Das Ehrenamt im Südwesten soll honoriert werden. Foto: dpa/Patrick Seeger

Ist es eine gute Idee, junge Leute zu einem verpflichtenden sozialen Jahr zu verdonnern? Der Bundespräsident schiebt diese Debatte wieder an. Im Südwesten setzt die Politik eher auf Anreize für das Ehrenamt als auf eine Pflicht.

Verbilligter Eintritt ins Kino, Theater oder Schwimmbad: Wer sich ehrenamtlich engagiert, soll auch im Südwesten solche Vergünstigungen erhalten. Grüne und CDU wollen die im Koalitionsvertrag geplante Ehrenamtskarte mit Vergünstigungen für sozial engagierte Menschen im Laufe der nächsten zwei Jahre nach und nach auf den Weg bringen.

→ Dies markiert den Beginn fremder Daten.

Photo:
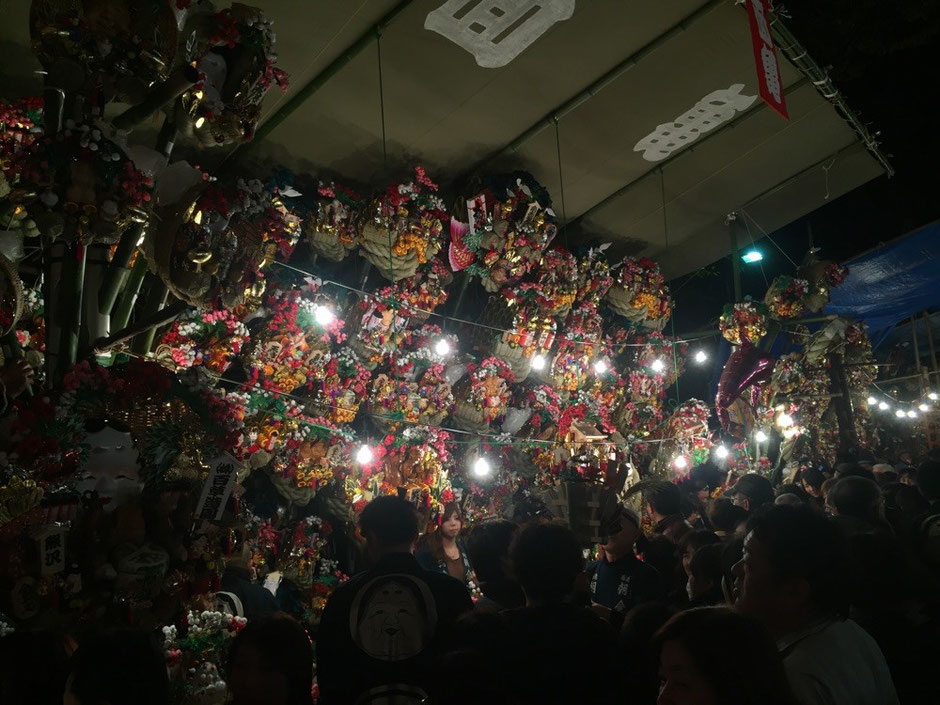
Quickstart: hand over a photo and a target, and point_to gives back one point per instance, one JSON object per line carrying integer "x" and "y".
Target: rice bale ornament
{"x": 787, "y": 297}
{"x": 332, "y": 229}
{"x": 117, "y": 49}
{"x": 402, "y": 228}
{"x": 744, "y": 322}
{"x": 483, "y": 395}
{"x": 216, "y": 242}
{"x": 640, "y": 294}
{"x": 233, "y": 50}
{"x": 503, "y": 229}
{"x": 291, "y": 348}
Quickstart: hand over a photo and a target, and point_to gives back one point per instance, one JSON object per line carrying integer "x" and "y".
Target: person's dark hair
{"x": 812, "y": 477}
{"x": 856, "y": 497}
{"x": 725, "y": 515}
{"x": 391, "y": 520}
{"x": 802, "y": 543}
{"x": 120, "y": 668}
{"x": 488, "y": 549}
{"x": 283, "y": 647}
{"x": 734, "y": 653}
{"x": 706, "y": 563}
{"x": 546, "y": 561}
{"x": 696, "y": 539}
{"x": 664, "y": 497}
{"x": 928, "y": 479}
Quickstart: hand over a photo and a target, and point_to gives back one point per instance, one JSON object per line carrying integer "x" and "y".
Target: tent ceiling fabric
{"x": 447, "y": 113}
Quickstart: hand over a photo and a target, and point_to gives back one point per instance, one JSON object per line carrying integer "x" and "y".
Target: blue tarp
{"x": 892, "y": 282}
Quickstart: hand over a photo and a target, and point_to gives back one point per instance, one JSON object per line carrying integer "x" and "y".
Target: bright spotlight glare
{"x": 364, "y": 455}
{"x": 481, "y": 468}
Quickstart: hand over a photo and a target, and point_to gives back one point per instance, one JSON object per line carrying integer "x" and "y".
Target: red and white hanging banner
{"x": 765, "y": 56}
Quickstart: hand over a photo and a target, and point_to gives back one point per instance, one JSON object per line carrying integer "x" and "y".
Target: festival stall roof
{"x": 570, "y": 108}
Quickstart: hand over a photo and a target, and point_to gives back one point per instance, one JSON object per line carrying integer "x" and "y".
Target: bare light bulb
{"x": 323, "y": 315}
{"x": 364, "y": 455}
{"x": 481, "y": 468}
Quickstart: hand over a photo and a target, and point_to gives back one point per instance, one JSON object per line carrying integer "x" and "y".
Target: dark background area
{"x": 882, "y": 58}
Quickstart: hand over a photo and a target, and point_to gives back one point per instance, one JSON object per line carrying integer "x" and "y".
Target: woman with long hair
{"x": 714, "y": 656}
{"x": 442, "y": 550}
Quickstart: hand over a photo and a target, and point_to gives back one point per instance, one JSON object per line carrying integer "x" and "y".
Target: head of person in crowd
{"x": 118, "y": 668}
{"x": 928, "y": 480}
{"x": 271, "y": 663}
{"x": 857, "y": 498}
{"x": 751, "y": 492}
{"x": 623, "y": 531}
{"x": 731, "y": 552}
{"x": 546, "y": 561}
{"x": 488, "y": 549}
{"x": 34, "y": 666}
{"x": 704, "y": 571}
{"x": 693, "y": 541}
{"x": 389, "y": 525}
{"x": 811, "y": 480}
{"x": 794, "y": 569}
{"x": 713, "y": 656}
{"x": 725, "y": 516}
{"x": 884, "y": 473}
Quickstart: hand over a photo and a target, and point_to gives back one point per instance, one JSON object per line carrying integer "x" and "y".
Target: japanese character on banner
{"x": 497, "y": 31}
{"x": 765, "y": 57}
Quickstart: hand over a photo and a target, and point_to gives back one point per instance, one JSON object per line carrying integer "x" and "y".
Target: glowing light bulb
{"x": 481, "y": 468}
{"x": 364, "y": 455}
{"x": 323, "y": 315}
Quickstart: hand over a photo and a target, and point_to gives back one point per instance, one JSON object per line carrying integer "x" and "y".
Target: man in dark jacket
{"x": 381, "y": 634}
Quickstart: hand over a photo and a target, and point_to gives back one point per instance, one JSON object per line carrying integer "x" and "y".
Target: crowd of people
{"x": 820, "y": 591}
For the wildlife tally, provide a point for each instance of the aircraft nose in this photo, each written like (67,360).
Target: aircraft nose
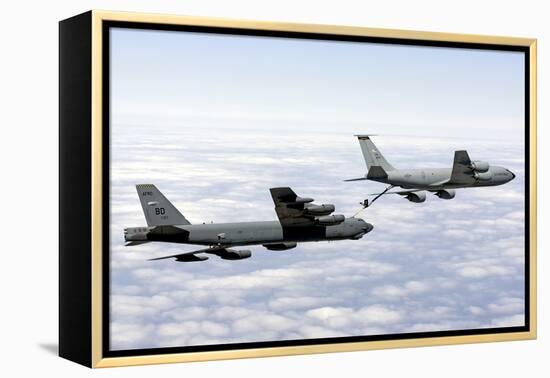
(368,228)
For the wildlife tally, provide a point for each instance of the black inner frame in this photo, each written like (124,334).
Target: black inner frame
(301,35)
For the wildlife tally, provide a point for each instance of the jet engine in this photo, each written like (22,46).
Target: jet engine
(325,209)
(330,220)
(479,166)
(280,246)
(483,176)
(446,193)
(416,197)
(235,254)
(190,258)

„Sofern der Landtag die angemeldeten Haushaltsmittel genehmigt, wollen wir die Ehrenamtskarte im Jahr 2023 zunächst in Modellprojekten erproben“, sagte ein Sprecher des Sozialministeriums. Im Jahr 2024 sollten die Erfahrungen ausgewertet und in ein Konzept eingebracht werden. Die CDU-Fraktion pochte darauf, dass die dafür nötigen finanziellen Mittel im Doppelhaushalt 2023/2024 trotz des eher geringen Spielraums auch freigegeben werden.

Kein Rückhalt für Steinmeier: Pflichtdienst fällt durch

Zuvor hatte Grünen-Fraktionschef Andreas Schwarz erklärt, das Ministerium arbeite an Eckpunkten für die Ehrenamtskarte. Schwarz reagierte damit auf die von Bundespräsident Frank-Walter Steinmeier angestoßene Debatte um ein soziales Pflichtjahr für junge Menschen. Schwarz hält positive Anreize für besser als eine Pflicht. „Ich könnte mir auch eine Art Bonuskarte für junge Menschen, die sich für andere engagieren, gut vorstellen, mit der man kostenlos ins Museum kommt oder Vorteile bei der Bewerbung zum Studium erhält.“ Darauf ziele die Idee einer Ehrenamtskarte ab.

In anderen Bundesländer gibt es die Karte längst

Mit der Karte sollen Menschen Vergünstigungen erhalten, die sich in Verbänden, Vereinen oder auch in der Pflege ehrenamtlich engagieren. Im Koalitionsvertrag von Grünen und CDU heißt es: „Sie soll den Ehrenamtlichen einen praktischen Nutzen bieten und ihnen ein paar wohlverdiente schöne Stunden ermöglichen - beispielsweise beim kostenfreien Besuch von Kultureinrichtungen.“ Für die Karte hatte sich insbesondere die CDU stark gemacht.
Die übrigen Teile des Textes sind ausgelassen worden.